Screw-shaped UMRs are adept at maneuvering and rolling in proximity to any wall. By rotating the UMR by 90° about the z axis, its long axis becomes perpendicular to the abdominal aorta and aligned with the left renal artery. Consequently, alternating rolling motions around the entry point for roughly 30 seconds results in the successful entry. This rolling is succeeded by swimming and sequential motion reversals within the renal artery. In this trial, teleoperation guides the UMR to the distal end of the left renal artery in less than 180 seconds. Furthermore, upon internal wall inspection, we observed no indications of damage (as depicted in Fig. 7B).

Figure 7C depicts the sequence of teleoperated inputs that guide the UMR from the abdominal artery to the distal end of the left renal artery. Between 0 < t < 40 seconds, the UMR initiates swimming against the blood flow along the +y axis, moving past the renal bifurcation. Around t ~ 30 seconds, the UMR’s direction is reversed, and it is directed to swim towards the renal bifurcation along the −y axis, following the flow. Upon passing the renal bifurcation, the swimming direction is reversed again and the RPM is gradually turned about the z axis to exert an in-plane torque, steering the UMR parallel to the renal artery. Multiple overlaps between the RPM and the UMR obstruct visual feedback during this turning maneuver. This is clearly indicated by the small circles in Fig. 7C between 40 < t < 65 seconds. Subsequently, the UMR is controlled to roll back and forth between 65 < t < 110 seconds to enter the left renal artery, assisted by the renal flow.

Once inside the renal artery (around t ~ 115 seconds), the UMR swims toward its distal end at a faster speed than that in the abdominal artery. Similarly, when the swimming direction inside the renal artery is reversed (around t ~ 125 seconds), and the UMR swims back toward the entry point, its speed is exceeded by that against the arterial flow. This motion enhancement is attributed to the wall effect. With the smaller diameter inside the renal artery, the flow provides an extra force on the body, which increases the swimming speed along flow (Fig. S3).

Figure 8A presents a cross-section view of the renal bifurcation obtained through a CBCT-scan. Clearly, the centerline of the abdominal aorta does not align with the horizontal planes of either the left or the right renal arteries. The left renal artery exhibits a 24° inclination with respect to the horizontal xy plane.

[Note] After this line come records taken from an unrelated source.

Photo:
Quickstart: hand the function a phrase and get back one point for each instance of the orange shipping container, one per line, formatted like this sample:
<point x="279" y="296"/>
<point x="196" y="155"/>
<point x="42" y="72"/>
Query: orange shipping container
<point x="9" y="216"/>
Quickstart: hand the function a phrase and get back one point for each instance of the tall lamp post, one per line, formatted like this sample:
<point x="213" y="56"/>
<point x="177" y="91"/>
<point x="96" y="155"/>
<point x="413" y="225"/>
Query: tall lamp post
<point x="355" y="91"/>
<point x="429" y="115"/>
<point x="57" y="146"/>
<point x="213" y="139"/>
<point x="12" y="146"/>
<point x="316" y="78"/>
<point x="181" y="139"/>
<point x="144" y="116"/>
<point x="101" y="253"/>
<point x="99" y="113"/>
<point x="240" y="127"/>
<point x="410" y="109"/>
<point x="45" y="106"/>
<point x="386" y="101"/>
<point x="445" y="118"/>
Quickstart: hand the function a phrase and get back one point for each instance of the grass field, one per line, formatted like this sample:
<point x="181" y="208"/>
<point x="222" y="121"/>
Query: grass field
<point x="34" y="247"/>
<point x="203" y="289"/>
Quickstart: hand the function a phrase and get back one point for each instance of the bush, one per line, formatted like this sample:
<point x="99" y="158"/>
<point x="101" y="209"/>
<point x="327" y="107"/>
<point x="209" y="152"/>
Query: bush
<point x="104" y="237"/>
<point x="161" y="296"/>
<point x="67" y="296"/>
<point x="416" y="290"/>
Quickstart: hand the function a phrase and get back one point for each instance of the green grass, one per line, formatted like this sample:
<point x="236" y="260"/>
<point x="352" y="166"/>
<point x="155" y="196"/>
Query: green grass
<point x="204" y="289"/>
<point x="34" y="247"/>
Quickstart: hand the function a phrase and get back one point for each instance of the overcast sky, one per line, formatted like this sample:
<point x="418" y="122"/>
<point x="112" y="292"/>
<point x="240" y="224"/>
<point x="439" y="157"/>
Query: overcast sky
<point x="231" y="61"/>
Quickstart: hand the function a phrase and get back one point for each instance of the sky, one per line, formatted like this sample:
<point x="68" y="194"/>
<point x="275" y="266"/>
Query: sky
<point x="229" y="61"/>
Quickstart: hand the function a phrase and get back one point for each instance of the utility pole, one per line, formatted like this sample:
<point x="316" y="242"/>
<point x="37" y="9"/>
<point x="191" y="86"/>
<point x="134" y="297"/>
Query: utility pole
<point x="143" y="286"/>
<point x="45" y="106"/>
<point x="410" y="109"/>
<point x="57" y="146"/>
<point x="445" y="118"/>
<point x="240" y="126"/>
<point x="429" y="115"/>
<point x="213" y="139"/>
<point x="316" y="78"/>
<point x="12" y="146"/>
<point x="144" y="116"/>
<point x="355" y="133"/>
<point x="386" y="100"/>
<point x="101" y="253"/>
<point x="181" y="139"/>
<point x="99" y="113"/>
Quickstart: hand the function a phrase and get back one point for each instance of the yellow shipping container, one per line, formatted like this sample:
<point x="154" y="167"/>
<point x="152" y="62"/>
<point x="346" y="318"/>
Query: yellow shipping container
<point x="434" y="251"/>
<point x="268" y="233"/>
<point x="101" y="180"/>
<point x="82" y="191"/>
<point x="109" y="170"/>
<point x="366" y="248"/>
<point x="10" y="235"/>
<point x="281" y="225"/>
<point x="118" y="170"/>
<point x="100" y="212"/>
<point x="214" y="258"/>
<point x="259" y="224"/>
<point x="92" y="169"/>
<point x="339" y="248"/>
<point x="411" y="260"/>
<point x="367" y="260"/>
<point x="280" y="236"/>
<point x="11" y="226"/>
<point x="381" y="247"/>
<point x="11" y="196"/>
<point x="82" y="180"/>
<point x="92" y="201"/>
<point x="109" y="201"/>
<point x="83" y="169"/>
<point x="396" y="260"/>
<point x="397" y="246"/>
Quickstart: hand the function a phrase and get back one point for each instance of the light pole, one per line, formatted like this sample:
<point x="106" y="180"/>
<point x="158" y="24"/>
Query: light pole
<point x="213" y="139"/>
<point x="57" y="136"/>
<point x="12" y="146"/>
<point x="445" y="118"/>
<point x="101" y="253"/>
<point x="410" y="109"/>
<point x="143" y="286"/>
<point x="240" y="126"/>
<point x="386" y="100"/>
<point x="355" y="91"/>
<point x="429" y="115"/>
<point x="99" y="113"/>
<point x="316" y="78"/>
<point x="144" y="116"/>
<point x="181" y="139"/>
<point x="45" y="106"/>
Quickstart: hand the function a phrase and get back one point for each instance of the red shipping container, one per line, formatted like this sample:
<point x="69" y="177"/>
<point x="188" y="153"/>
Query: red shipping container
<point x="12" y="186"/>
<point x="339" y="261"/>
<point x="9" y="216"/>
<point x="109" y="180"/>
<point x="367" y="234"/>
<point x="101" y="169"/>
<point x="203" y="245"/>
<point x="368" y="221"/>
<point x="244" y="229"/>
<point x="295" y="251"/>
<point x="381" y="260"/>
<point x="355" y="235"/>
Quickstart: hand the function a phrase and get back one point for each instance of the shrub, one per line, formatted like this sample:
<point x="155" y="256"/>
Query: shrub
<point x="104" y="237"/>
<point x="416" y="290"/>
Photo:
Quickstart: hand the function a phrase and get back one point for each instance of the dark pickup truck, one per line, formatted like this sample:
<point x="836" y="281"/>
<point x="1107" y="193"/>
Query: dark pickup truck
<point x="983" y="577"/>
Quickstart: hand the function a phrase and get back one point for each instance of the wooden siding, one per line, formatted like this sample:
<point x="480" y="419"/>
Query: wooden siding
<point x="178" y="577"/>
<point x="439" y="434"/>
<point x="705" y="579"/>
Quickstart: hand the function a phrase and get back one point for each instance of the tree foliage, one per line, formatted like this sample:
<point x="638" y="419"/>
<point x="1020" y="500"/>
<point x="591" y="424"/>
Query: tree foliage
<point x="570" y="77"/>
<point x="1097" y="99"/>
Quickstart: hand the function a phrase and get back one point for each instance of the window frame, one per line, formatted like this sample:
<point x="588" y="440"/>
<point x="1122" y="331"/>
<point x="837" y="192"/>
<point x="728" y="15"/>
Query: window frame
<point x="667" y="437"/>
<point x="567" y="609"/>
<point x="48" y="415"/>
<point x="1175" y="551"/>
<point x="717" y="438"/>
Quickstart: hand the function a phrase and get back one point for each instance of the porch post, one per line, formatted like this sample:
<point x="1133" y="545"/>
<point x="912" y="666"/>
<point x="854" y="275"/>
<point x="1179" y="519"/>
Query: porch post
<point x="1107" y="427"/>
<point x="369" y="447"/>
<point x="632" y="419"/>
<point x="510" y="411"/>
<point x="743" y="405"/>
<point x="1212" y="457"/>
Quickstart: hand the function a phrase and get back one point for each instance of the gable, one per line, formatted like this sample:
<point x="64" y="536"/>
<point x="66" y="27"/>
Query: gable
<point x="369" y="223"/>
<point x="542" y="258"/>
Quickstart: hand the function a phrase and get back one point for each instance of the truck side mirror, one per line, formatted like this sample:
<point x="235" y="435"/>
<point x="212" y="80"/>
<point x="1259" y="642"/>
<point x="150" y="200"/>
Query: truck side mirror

Nevertheless, it remains feasible to guide the UMR toward the entry point of the left renal artery and subsequently return to the abdominal aorta. Figure 8B and movie S4 show three consecutive motion control trials directed toward the left renal artery under conditions of stationary blood flow. Throughout these trials, the operator effectively maintained synchronization between the UMR and the RPM, even when faced with temporary visual obstructions (Fig. 8B(i)). To mitigate such visual obstructions, adjusting the UMR’s trajectory to enable a direct entry into the left renal artery, as demonstrated in Fig. 8B(ii) and B(iii), can prove to be a highly effective strategy. Direct turns like these are achievable under stationary fluid conditions or with very low flow rates. However, as the flow rate increases, executing a direct 90° turn becomes challenging. In such cases, we employ a combination of rolling and swimming to access the renal artery in less than 60 seconds, as demonstrated in three representative trials in Fig. 8C and movie S4.

Fig. 8: The 9-mm-long untethered magnetic robot (UMR) is controllably moved back and forth between the abdominal aorta and the proximal end of the left renal artery.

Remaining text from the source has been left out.